Zoya joins Tiger and his pack of RAW agents soon and proposes that the two agencies work together since their mission is the same. Overlooking their religious and patriotic differences, the two teams work in tandem and accomplish their mission. At the end of the film, as a bus full of RAW and ISI agents speeds off, the Indian and Pakistani flags adorn each side as a mark of their combined victory.

But as soon as their mission is accomplished, Tiger and Zoya go back to stealth mode. While they'll be ready to serve their nations as and when required, they can't get themselves to trust their respective agencies. Again, the lack of trust doesn't lie in the ‘enemy’ country, but in those of their own nation who cater to hate and suspicion.

Tiger 3 – for Pakistan

Tiger 3 not only shifts the action to Pakistan, but also tightens its feminist grip on the franchise. Zoya's backstory is explored right at the start. In many ways, it's a story of her patriotism – how she becomes an ISI agent, how she stays true to her nation and goes against her mentor's ill motive, and how she eventually proves herself as a true patriot instead of a spy gone rogue.

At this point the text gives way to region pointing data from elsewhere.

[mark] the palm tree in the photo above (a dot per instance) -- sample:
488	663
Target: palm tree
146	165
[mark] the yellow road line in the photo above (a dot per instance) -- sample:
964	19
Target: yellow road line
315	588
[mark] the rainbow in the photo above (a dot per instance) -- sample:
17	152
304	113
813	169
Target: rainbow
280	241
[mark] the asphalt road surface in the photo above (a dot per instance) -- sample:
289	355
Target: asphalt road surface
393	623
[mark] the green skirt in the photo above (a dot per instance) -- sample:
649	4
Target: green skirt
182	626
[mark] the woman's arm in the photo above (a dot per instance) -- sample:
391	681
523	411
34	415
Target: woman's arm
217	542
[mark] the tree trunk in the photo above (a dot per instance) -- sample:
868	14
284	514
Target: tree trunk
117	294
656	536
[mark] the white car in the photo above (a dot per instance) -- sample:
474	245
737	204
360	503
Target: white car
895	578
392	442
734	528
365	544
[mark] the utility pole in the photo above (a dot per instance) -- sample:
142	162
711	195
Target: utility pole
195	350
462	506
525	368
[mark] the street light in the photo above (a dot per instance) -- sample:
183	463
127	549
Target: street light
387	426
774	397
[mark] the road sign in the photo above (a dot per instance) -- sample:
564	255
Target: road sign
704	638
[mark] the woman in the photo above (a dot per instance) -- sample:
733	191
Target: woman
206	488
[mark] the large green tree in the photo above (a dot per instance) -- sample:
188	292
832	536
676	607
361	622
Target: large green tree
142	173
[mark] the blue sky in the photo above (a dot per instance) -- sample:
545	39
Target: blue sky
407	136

Katrina isn't the only Pakistani woman with a voice. Shaheen (Ridhi Dogra), a pregnant spy, pushes her husband and superior Aatish (Emraan Hashmi) to allow her to go on a life-threatening mission. And then there is the Pakistani Prime Minister Nasreen Irani (Simran) who is determined to propagate peace and extend an olive branch to India despite the historical fault lines and the military's iron grip. She even offers to surrender herself to the military if it saves the life of the RAW agents risking their lives to save her.

Even Maithili Menon (Revathy), the new chief of RAW, is a trusting patriot. Unlike her predecessor Shenoy (Girish Karnad), she trusts Tiger to serve the nation despite his erroneous track record. She even offers buttered toasts to RAW agents who went rogue but confessed their detour, all the while threatening to hold them for treason, mind you.

Despite the strong women characters, it's the male Indian spy who emerges as the saviour. He may joke that he's doing it as an obligation to his sasural (in-laws), but Tiger fights as valiantly to save Pakistan's democracy as he would do on any Indian mission. As much as Pakistan's evil forces try to malign him as a RAW spy, he proves them wrong by decidedly drawing battle lines between good and evil, and not between India and Pakistan.

That's why when a Pakistani girl band plays the Indian National Anthem at the end of Tiger 3 to thank their hero, it doesn't come across as pop patriotism. It only takes to the next level what started with Laapata in Ek Tha Tiger 11 years ago: the idealistic romance between India and Pakistan, adamant to love each other against all odds.